By reading around these oft repeated phrases, the stories still have a powerful ring
of memories fresh from the killing fields and accord fairly closely with what is
now widely known of the Pol Pot years.
Nonetheless the political context of the trial is impossible to overlook. The authorities
in Phnom Penh sought both to discredit the Pol Pot regime and gain international
recognition for the new government.
Presiding judge Keo Chanda told the court that the aim of the trial was to "...show
the peoples of the world the true face of the criminals who are posing as the representatives
of the people of Kampuchea".
But the world wasn't watching. Despite the Cambodian government conducting the first
genocide tribunal under the United Nation's 1948 Genocide Convention, and seeking
international assistance, it was shunned by Western nations that preferred to recognize
the Khmer Rouge as the legitimate government.
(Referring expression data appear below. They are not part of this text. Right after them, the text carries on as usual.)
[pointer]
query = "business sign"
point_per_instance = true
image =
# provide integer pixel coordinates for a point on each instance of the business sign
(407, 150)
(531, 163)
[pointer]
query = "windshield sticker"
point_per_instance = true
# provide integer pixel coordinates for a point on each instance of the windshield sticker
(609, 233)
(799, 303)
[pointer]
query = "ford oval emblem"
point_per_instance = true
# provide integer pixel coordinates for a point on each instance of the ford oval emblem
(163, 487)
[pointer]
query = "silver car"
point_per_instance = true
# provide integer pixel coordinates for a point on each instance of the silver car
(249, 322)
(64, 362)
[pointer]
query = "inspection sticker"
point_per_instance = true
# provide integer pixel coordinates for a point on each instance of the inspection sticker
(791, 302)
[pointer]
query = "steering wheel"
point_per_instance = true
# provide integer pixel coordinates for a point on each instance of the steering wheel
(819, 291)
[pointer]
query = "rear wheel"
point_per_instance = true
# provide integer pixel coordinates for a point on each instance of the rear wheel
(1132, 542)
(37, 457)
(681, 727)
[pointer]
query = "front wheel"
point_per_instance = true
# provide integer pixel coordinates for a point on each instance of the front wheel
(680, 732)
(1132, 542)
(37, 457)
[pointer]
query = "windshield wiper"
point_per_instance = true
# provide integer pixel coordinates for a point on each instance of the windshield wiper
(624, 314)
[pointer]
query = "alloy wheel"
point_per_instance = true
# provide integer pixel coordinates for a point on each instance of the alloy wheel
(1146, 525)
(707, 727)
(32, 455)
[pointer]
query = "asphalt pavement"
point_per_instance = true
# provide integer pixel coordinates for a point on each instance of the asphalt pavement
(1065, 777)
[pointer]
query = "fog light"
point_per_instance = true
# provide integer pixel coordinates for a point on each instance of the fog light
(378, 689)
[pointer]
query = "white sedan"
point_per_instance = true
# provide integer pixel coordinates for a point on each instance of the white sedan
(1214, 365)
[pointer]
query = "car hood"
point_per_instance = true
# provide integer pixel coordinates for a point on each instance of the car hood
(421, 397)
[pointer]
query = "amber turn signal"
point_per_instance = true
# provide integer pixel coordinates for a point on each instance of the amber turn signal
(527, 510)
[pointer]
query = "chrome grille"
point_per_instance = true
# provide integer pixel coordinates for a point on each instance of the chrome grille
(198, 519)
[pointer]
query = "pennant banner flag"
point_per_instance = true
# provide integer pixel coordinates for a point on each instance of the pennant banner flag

Ultimately the documents do not demonstrate a credible trial but they do represent
a critical moment in the recording and publicizing of the regime - "important
but limited" as Dr Jarvis writes.
The gaping hole in both the trial and the book is any testimony from the accused.
Both were tried in absentia - a move criticized by legal scholars, but permissible
under French law which envisions a retrial should the defendants ever reappear. While
we will never have a full and public account from Pol Pot, there is still hope that
the testimony of Ieng Sary may yet find its way in to the public record.